Re: s2idle breaks on machines without cpuidle support
From: Kazuki
Date: Wed Feb 08 2023 - 06:21:57 EST
On Wed, Feb 08, 2023 at 10:35:11AM +0000, Sudeep Holla wrote:
> On Wed, Feb 08, 2023 at 04:48:18AM +0900, Kazuki wrote:
> > On Mon, Feb 06, 2023 at 10:12:39AM +0000, Sudeep Holla wrote:
> > >
> > > What do you mean by break ? More details on the observation would be helpful.
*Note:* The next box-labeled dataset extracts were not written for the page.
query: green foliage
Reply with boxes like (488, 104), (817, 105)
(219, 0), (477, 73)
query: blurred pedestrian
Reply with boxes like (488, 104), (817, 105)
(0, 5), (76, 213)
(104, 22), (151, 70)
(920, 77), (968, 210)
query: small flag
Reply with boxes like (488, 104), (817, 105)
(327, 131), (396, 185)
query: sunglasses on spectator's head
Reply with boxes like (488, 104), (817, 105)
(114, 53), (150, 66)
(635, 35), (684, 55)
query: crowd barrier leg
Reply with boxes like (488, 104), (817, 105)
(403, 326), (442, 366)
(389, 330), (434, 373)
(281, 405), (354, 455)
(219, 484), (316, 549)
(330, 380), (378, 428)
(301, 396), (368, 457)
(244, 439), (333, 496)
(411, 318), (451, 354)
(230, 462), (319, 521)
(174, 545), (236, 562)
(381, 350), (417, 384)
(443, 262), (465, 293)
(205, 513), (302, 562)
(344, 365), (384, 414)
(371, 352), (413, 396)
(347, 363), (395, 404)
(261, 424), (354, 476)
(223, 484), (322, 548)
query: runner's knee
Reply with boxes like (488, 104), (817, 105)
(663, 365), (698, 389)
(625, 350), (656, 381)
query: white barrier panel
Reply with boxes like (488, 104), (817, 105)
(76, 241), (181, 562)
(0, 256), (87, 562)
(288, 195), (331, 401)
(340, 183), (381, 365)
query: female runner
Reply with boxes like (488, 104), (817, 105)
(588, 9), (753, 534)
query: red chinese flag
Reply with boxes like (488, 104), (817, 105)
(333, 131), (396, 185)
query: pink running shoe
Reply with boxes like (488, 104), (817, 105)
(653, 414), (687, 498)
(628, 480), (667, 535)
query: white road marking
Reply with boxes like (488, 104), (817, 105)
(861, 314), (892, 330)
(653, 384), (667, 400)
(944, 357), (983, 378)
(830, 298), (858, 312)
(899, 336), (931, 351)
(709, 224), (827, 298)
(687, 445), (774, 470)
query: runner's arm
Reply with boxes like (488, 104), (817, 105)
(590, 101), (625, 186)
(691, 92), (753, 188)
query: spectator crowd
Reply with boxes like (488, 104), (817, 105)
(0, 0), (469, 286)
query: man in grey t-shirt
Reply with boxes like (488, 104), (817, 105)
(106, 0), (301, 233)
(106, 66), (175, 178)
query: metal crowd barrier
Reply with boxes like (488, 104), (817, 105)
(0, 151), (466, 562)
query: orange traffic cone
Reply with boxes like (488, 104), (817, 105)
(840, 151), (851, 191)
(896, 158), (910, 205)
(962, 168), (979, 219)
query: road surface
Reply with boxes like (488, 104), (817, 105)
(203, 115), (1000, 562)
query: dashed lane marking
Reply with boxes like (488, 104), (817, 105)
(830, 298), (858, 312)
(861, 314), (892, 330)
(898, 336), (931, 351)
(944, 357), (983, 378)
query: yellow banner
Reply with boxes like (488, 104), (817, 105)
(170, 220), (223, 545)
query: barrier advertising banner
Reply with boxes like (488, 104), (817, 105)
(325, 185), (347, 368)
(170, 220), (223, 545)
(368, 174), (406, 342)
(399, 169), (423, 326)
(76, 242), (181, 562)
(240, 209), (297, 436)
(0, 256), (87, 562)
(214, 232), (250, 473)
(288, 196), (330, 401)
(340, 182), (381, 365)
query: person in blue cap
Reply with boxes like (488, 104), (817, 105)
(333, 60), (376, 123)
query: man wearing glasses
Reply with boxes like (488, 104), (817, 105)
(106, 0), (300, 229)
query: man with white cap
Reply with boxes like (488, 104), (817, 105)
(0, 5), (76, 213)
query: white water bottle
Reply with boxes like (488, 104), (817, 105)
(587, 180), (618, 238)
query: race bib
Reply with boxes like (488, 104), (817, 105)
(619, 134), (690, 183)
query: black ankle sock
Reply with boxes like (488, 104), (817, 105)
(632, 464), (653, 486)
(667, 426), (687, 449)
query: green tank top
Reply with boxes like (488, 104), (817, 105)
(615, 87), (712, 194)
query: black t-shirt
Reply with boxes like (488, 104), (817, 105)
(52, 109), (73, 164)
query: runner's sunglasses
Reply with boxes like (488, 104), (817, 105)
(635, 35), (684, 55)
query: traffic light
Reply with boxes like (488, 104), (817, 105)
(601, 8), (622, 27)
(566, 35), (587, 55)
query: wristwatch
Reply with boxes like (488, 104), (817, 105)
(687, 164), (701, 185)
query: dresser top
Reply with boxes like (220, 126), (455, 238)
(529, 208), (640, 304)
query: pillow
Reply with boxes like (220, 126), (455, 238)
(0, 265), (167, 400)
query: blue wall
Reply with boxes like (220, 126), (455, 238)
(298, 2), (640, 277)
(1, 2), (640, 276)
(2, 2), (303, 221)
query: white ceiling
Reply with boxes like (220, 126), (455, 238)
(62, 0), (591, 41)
> > For example, CLOCK_MONOTONIC doesn't stop even after suspend since
> > these chain of commands don't get called.
> >
> > call_cpuidle_s2idle->cpuidle_enter_s2idle->enter_s2idle_proper->tick_freeze->sched_clock_suspend (Function that pauses CLOCK_MONOTONIC)
> >
> > Which in turn causes programs like systemd to crash since it doesn't
> > expect this.
>
> Yes expected IIUC. The per-cpu timers and counters continue to tick in
> WFI and hence CLOCK_MONOTONIC can't stop.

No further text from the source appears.